6. In United Farm Workers of America v. Superior Court (1980) 111 Cal.App.3d 1009, 169 Cal.Rptr. 94, the Fifth District Court of Appeal disagreed with the holding of Borns. However, that case is factually distinguishable from this case. (Pp. 1013–1014, 169 Cal.Rptr. 94.)
7. Plaintiff contends that sections 702 and 800 of the Evidence Code permit a witness to testify to matters within that witness' personal knowledge and opinion, respectively. Such provisions are not, however, sufficient to exclude evidence from the purview of the hearsay rule.
8. Section 225 of the Evidence Code provides: “ ‘Statement’ means (a) oral or written verbal expression or (b) nonverbal conduct of a person intended by him as a substitute for oral or written verbal expression.”
9. Section 1200 of the Evidence Code provides: “(a) ‘Hearsay evidence’ is evidence of a statement that was made other than by a witness while testifying at the hearing and that is offered to prove the truth of the matter stated. [¶] (b) Except as provided by law, hearsay evidence is inadmissible. [¶] (c) This section shall be known and may be cited as the hearsay rule.”
10. Section 1240 of the Evidence Code provides: “Evidence of a statement is not made inadmissible by the hearsay rule if the statement: [¶] (a) Purports to narrate, describe, or explain an act, condition, or event perceived by the declarant; and [¶] (b) Was made spontaneously while the declarant was under the stress of excitement caused by such perception.”
11. The required elements for admissibility of spontaneous statements are provided by the California Supreme Court in Showalter v. Western Pacific R. R. Co. (1940) 16 Cal.2d 460, 106 P.2d 895. To be rendered admissible, it is required that (1) there must be some occurrence startling enough to produce nervous excitement and render the utterance spontaneous and unreflecting; (2) the utterance must have been before there has been time to contrive and misrepresent, i. e., while the nervous excitement may be supposed still to dominate and the reflective powers to be yet in abeyance; and (3) the utterance must relate to the circumstances of the occurrence preceding it. (P. 468, 106 P.2d 895.)

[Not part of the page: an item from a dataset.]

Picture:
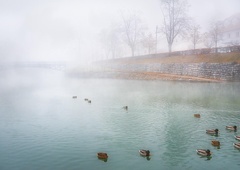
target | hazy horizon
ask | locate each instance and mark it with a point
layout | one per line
(69, 30)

12. In view of the fact that reversal is required for the two reasons stated above, we need not discuss defendants' remaining contention concerning the allegedly improper admission of evidence as to the diabetic condition of plaintiff's daughter. While we have some misgivings about the admissibility of such evidence in light of section 352 of the Evidence Code, the error, if any, was harmless.
ROUSE, Associate Justice.
TAYLOR, P. J., and MILLER, J., concur. Hearing denied; KAUS, J., did not participate.